Introducing ORM, JPA, and Hibernate

This book is about Hibernate; our focus is on using Hibernate as a provider of the Java Persistence API. We cover basic and advanced features and describe some ways to develop new applications using Java Persistence. Often, these recommendations aren’t specific to Hibernate. Sometimes they’re our own ideas about the best ways to do things when working with persistent data, explained in the context of Hibernate.

The approach to managing persistent data has been a key design decision in every software project we’ve worked on. Given that persistent data isn’t a new or unusual requirement for Java applications, you’d expect to be able to make a simple choice among similar, well-established persistence solutions. Think of web application frameworks (JavaServer Faces versus Struts versus GWT), GUI component frameworks (Swing versus SWT), or template engines (JSP versus Thymeleaf). Each of the competing solutions has various advantages and disadvantages, but they all share the same scope and overall approach. Unfortunately, this isn’t yet the case with persistence technologies, where we see some wildly differing solutions to the same problem.

Persistence has always been a hot topic of debate in the Java community. Is persistence a problem that is already solved by SQL and extensions such as stored procedures, or is it a more pervasive problem that must be addressed by special Java component models, such as EJBs? Should we hand-code even the most primitive CRUD (create, read, update, delete) operations in SQL and JDBC, or should this work be automated? How do we achieve portability if every database management system has its own SQL dialect? Should we abandon SQL completely and adopt a different database technology, such as object database systems or NoSQL systems? The debate may never end, but a solution called object/relational mapping (ORM) now has wide acceptance, thanks in large part to the innovations of Hibernate, an open source ORM service implementation.

Before we can get started with Hibernate, you need to understand the core problems of object persistence and ORM. This chapter explains why you need tools like Hibernate and specifications such as the Java Persistence API (JPA).

First we define persistent data management in the context of object-oriented applications and discuss the relationship of SQL, JDBC, and Java, the underlying technologies and standards that Hibernate builds on. We then discuss the so-called object/relational paradigm mismatch and the generic problems we encounter in object-oriented software development with SQL databases.

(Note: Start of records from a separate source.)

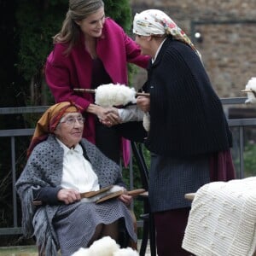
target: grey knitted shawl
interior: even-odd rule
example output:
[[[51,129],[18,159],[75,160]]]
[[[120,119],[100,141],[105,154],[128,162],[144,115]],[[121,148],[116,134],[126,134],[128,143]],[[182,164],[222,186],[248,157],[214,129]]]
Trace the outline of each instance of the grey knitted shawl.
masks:
[[[108,159],[97,148],[85,139],[80,144],[85,150],[102,187],[109,184],[124,186],[119,166]],[[22,206],[22,229],[26,237],[35,236],[37,242],[46,255],[56,255],[59,248],[52,219],[58,206],[45,205],[36,207],[32,204],[32,188],[61,186],[63,167],[63,148],[53,135],[38,144],[30,155],[26,166],[16,183],[16,189]],[[34,215],[37,218],[33,220]],[[34,230],[33,221],[40,229]],[[39,223],[38,223],[39,222]]]

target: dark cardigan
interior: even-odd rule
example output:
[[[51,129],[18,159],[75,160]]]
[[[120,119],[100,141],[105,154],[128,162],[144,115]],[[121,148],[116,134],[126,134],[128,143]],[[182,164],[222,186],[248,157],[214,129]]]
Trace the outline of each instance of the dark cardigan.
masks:
[[[168,38],[149,65],[148,148],[166,156],[193,156],[228,149],[232,136],[206,70],[188,45]]]

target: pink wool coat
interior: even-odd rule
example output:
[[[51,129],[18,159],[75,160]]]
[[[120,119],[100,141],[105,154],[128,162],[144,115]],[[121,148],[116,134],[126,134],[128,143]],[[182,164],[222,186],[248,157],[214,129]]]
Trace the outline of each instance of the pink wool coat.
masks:
[[[92,59],[81,39],[67,55],[65,44],[55,44],[47,58],[45,78],[56,102],[73,101],[84,110],[93,103],[90,93],[75,93],[73,88],[90,88]],[[107,18],[102,35],[97,41],[96,52],[113,84],[128,84],[127,62],[146,67],[148,56],[141,55],[138,45],[112,19]],[[95,115],[88,113],[84,137],[95,143]],[[123,139],[125,164],[129,161],[129,144]]]

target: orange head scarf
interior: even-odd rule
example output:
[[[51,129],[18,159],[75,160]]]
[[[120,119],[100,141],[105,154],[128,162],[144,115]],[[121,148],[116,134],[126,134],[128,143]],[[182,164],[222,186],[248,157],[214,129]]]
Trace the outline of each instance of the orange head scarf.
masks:
[[[49,108],[38,121],[34,135],[27,149],[27,157],[39,143],[47,139],[50,133],[54,133],[61,119],[66,113],[80,113],[82,108],[69,102],[55,104]]]

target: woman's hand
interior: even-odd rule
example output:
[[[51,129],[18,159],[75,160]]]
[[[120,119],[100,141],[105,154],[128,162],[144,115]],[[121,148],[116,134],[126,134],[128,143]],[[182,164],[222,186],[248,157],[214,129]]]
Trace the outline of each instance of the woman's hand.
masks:
[[[130,206],[131,200],[132,200],[132,196],[126,195],[126,194],[123,194],[121,195],[119,199],[125,205],[125,206]]]
[[[105,119],[100,119],[100,122],[108,127],[120,124],[121,119],[119,115],[118,108],[113,107],[105,108]]]
[[[150,111],[150,98],[145,97],[145,96],[138,96],[137,98],[137,105],[143,112],[149,112]]]
[[[80,193],[72,189],[62,189],[59,190],[57,198],[59,201],[64,201],[66,205],[72,204],[81,200]]]

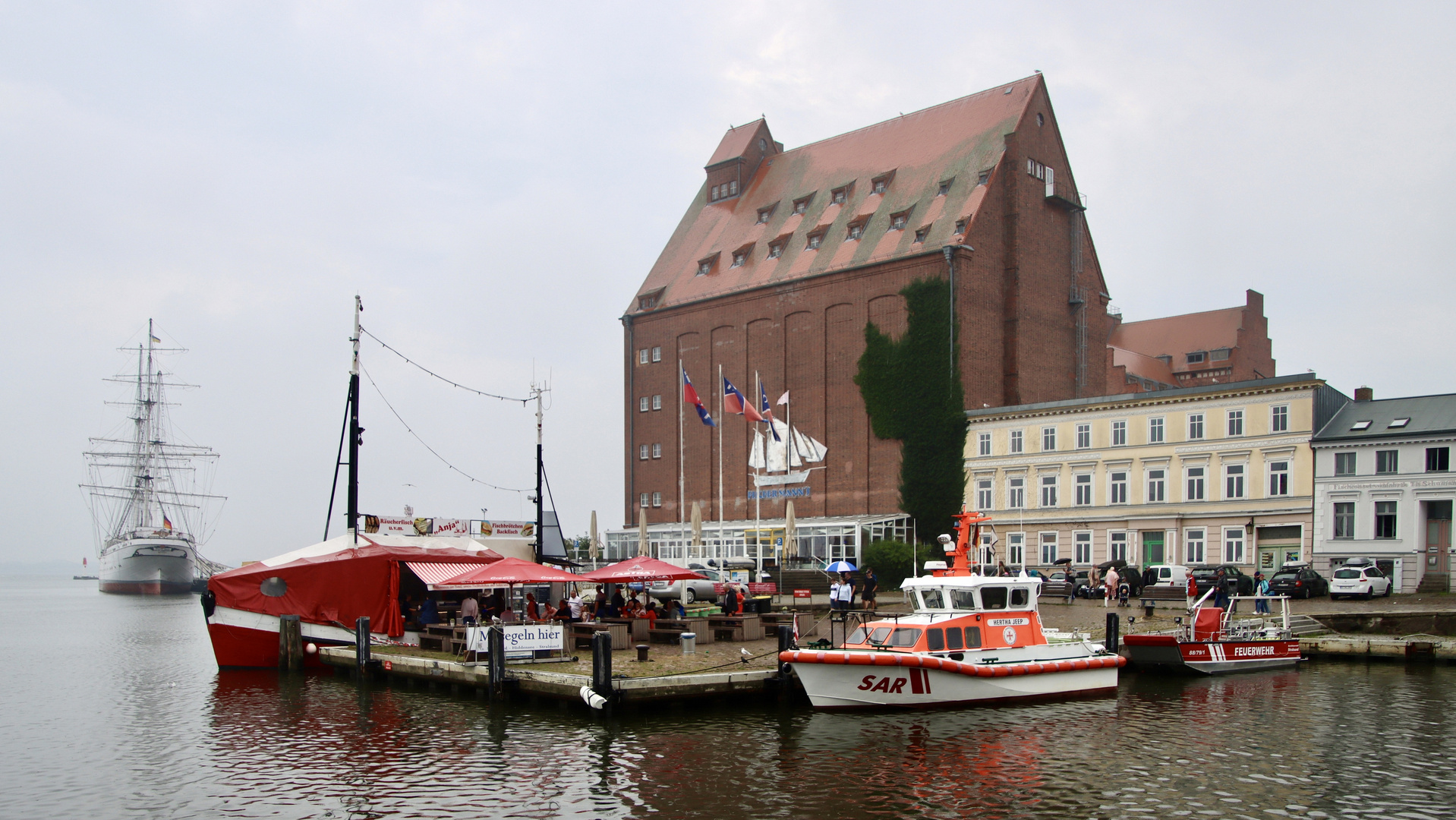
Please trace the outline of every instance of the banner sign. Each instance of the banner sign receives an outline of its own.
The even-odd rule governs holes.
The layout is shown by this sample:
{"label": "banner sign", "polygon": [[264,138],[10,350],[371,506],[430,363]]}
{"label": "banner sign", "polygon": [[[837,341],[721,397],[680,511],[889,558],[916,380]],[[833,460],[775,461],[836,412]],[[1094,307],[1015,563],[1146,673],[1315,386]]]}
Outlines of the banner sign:
{"label": "banner sign", "polygon": [[779,498],[810,498],[808,486],[780,486],[778,489],[750,489],[748,501],[778,501]]}
{"label": "banner sign", "polygon": [[470,521],[470,533],[485,537],[531,537],[536,535],[536,521]]}
{"label": "banner sign", "polygon": [[[485,635],[489,626],[466,626],[464,648],[472,653],[488,653]],[[565,626],[561,623],[531,623],[529,626],[499,626],[505,634],[505,653],[531,653],[539,650],[559,650]]]}

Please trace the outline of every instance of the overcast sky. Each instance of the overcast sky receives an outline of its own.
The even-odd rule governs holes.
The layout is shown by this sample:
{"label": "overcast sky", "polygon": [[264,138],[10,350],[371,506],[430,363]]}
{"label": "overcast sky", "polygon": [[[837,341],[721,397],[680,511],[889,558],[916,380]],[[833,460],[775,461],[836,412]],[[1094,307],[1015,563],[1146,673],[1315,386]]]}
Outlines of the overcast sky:
{"label": "overcast sky", "polygon": [[[530,6],[529,9],[523,9]],[[1453,6],[0,3],[0,562],[92,555],[82,450],[147,319],[201,385],[226,562],[322,536],[364,325],[457,382],[549,379],[569,533],[622,520],[617,318],[724,130],[786,147],[1041,70],[1128,320],[1265,294],[1278,373],[1456,390]],[[533,417],[365,367],[462,470]],[[526,519],[365,383],[363,507]]]}

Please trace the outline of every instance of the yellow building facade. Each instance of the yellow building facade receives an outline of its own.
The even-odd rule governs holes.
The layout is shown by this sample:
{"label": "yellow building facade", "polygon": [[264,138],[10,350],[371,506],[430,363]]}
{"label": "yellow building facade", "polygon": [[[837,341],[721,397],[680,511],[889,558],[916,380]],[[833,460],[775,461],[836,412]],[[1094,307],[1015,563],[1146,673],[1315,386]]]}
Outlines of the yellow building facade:
{"label": "yellow building facade", "polygon": [[[1307,561],[1310,437],[1348,399],[1313,373],[967,411],[965,504],[1008,565]],[[989,542],[994,542],[993,545]]]}

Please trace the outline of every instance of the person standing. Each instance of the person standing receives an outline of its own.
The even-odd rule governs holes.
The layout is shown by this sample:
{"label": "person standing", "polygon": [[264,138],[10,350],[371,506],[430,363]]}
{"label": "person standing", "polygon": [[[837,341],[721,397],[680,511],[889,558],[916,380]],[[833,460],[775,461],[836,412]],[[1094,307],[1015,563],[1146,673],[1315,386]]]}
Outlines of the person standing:
{"label": "person standing", "polygon": [[1254,574],[1254,615],[1268,615],[1270,613],[1270,583],[1264,578],[1264,572]]}

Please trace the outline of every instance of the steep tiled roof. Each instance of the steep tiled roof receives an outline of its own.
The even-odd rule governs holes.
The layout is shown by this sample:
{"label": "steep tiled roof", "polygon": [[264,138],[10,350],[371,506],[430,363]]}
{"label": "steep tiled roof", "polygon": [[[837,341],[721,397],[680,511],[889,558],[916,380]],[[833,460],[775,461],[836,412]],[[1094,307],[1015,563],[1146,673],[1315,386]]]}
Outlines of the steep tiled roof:
{"label": "steep tiled roof", "polygon": [[[661,291],[654,306],[674,306],[958,243],[955,221],[974,218],[986,194],[978,172],[1000,159],[1003,135],[1016,128],[1040,82],[1026,77],[773,154],[738,197],[708,204],[706,189],[699,189],[638,294]],[[757,125],[731,130],[708,165],[743,154]],[[872,179],[890,172],[888,189],[872,194]],[[951,178],[948,194],[938,195]],[[844,185],[853,185],[847,201],[831,204],[830,192]],[[794,201],[810,195],[808,211],[794,214]],[[766,207],[773,213],[759,223]],[[903,211],[909,211],[904,230],[888,230],[891,214]],[[858,220],[868,220],[863,237],[846,242]],[[916,230],[925,226],[929,233],[916,243]],[[821,248],[807,249],[808,234],[820,230]],[[783,255],[770,259],[775,240],[783,240]],[[745,262],[734,268],[734,251],[750,245]],[[715,253],[712,272],[697,275],[699,262]],[[638,301],[628,310],[638,312]]]}
{"label": "steep tiled roof", "polygon": [[[1402,418],[1411,421],[1404,427],[1390,427],[1390,422]],[[1353,430],[1357,422],[1363,421],[1369,421],[1370,425]],[[1379,440],[1392,435],[1433,435],[1439,433],[1456,433],[1456,393],[1350,402],[1315,434],[1315,441],[1354,443],[1361,438]]]}
{"label": "steep tiled roof", "polygon": [[[1190,367],[1184,354],[1232,348],[1239,344],[1242,325],[1243,307],[1124,322],[1112,331],[1108,345],[1150,357],[1171,355],[1174,373],[1204,370],[1208,367],[1207,360],[1197,367]],[[1115,361],[1115,364],[1123,363]],[[1133,368],[1128,367],[1128,370]]]}

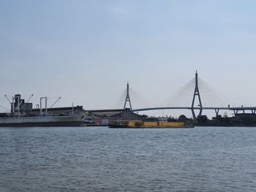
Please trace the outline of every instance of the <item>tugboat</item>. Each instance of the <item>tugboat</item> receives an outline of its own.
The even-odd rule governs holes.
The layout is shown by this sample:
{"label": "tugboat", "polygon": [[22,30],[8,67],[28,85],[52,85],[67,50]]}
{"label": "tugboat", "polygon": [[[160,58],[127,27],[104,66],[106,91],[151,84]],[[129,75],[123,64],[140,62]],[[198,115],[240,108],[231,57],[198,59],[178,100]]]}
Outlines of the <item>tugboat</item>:
{"label": "tugboat", "polygon": [[[86,125],[84,123],[86,112],[83,110],[74,112],[72,107],[69,114],[61,113],[58,115],[53,115],[48,112],[47,97],[40,98],[39,114],[37,114],[33,111],[38,110],[34,110],[32,103],[29,103],[33,95],[26,102],[25,102],[24,99],[20,99],[20,94],[15,95],[12,101],[7,96],[5,96],[11,104],[11,110],[8,113],[0,113],[0,126],[1,127],[80,126]],[[43,99],[45,100],[45,109],[42,107],[42,101]]]}

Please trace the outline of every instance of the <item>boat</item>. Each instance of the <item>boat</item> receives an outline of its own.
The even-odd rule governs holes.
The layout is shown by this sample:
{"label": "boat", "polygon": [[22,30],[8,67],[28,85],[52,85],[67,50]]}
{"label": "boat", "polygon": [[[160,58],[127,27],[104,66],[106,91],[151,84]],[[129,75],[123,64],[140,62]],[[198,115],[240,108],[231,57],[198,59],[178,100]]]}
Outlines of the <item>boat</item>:
{"label": "boat", "polygon": [[121,120],[110,124],[110,128],[194,128],[195,126],[182,122],[145,121],[145,120]]}
{"label": "boat", "polygon": [[[7,99],[12,107],[10,112],[0,113],[1,127],[86,126],[84,110],[74,111],[72,107],[68,112],[52,114],[50,112],[51,107],[49,109],[47,107],[47,97],[40,98],[39,109],[32,109],[32,104],[29,103],[30,99],[25,102],[24,99],[20,99],[19,94],[12,97],[12,101],[10,101],[11,100],[8,98]],[[45,109],[42,107],[43,99],[45,100]]]}

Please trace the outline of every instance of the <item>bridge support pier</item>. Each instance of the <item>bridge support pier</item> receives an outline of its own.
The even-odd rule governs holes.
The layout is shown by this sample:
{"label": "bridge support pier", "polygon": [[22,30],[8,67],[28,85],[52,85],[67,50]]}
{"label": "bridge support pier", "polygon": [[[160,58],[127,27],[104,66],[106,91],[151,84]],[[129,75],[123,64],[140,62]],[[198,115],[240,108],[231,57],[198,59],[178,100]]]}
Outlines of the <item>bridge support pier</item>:
{"label": "bridge support pier", "polygon": [[197,96],[198,98],[198,101],[199,101],[199,104],[198,107],[200,108],[200,112],[199,112],[199,115],[202,115],[202,112],[203,112],[203,106],[202,106],[202,102],[201,102],[201,97],[200,96],[200,93],[199,93],[199,88],[198,88],[198,74],[197,74],[197,71],[196,71],[195,72],[195,92],[194,92],[194,96],[193,96],[193,100],[192,100],[192,103],[191,105],[191,110],[192,112],[192,115],[193,115],[193,118],[195,119],[197,117],[195,115],[195,96]]}
{"label": "bridge support pier", "polygon": [[125,110],[127,106],[127,102],[129,102],[129,109],[132,110],[132,104],[131,104],[131,99],[129,99],[129,82],[127,82],[127,96],[125,98],[124,105],[124,110]]}
{"label": "bridge support pier", "polygon": [[215,110],[215,113],[216,113],[216,117],[217,117],[219,115],[219,110]]}

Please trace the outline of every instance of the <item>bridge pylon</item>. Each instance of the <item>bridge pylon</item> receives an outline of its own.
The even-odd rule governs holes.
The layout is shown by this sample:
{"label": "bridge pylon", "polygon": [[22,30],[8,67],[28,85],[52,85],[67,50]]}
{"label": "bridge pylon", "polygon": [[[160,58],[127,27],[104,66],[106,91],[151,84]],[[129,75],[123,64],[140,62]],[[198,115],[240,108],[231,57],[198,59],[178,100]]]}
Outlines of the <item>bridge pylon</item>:
{"label": "bridge pylon", "polygon": [[191,105],[191,110],[192,110],[192,113],[194,119],[197,118],[195,113],[195,100],[196,96],[197,97],[198,102],[199,102],[197,107],[199,107],[200,108],[199,112],[199,115],[201,115],[203,112],[203,105],[202,105],[201,97],[200,96],[199,88],[198,88],[197,71],[196,71],[195,72],[195,92],[193,95],[193,100]]}
{"label": "bridge pylon", "polygon": [[131,104],[131,99],[129,98],[129,82],[127,82],[127,96],[126,96],[125,101],[124,101],[124,110],[125,110],[127,102],[129,102],[129,109],[131,110],[132,110],[132,104]]}

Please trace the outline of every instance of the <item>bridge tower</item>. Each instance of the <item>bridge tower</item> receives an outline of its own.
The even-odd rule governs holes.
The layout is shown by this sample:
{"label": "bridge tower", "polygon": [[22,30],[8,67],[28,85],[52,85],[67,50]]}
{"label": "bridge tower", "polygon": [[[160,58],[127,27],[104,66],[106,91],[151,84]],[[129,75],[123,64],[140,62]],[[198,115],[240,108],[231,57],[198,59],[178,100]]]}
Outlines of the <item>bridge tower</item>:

These problems make it clear that we need tools and patterns to minimize the time we have to spend on the persistence-related code in our applications.

The best way to learn Hibernate isn’t necessarily linear. We understand that you may want to try Hibernate right away. If this is how you’d like to proceed, skip to the next chapter and set up a project with the “Hello World” example. We recommend that you return here at some point as you go through this book; that way, you’ll be prepared and have all the background concepts you need for the rest of the material.

1.1. What is persistence?

Almost all applications require persistent data. Persistence is one of the fundamental concepts in application development. If an information system didn’t preserve data when it was powered off, the system would be of little practical use. Object persistence means individual objects can outlive the application process; they can be saved to a data store and be re-created at a later point in time. When we talk about persistence in Java, we’re normally talking about mapping and storing object instances in a database using SQL. We start by taking a brief look at the technology and how it’s used in Java. Armed with this information, we then continue our discussion of persistence and how it’s implemented in object-oriented applications.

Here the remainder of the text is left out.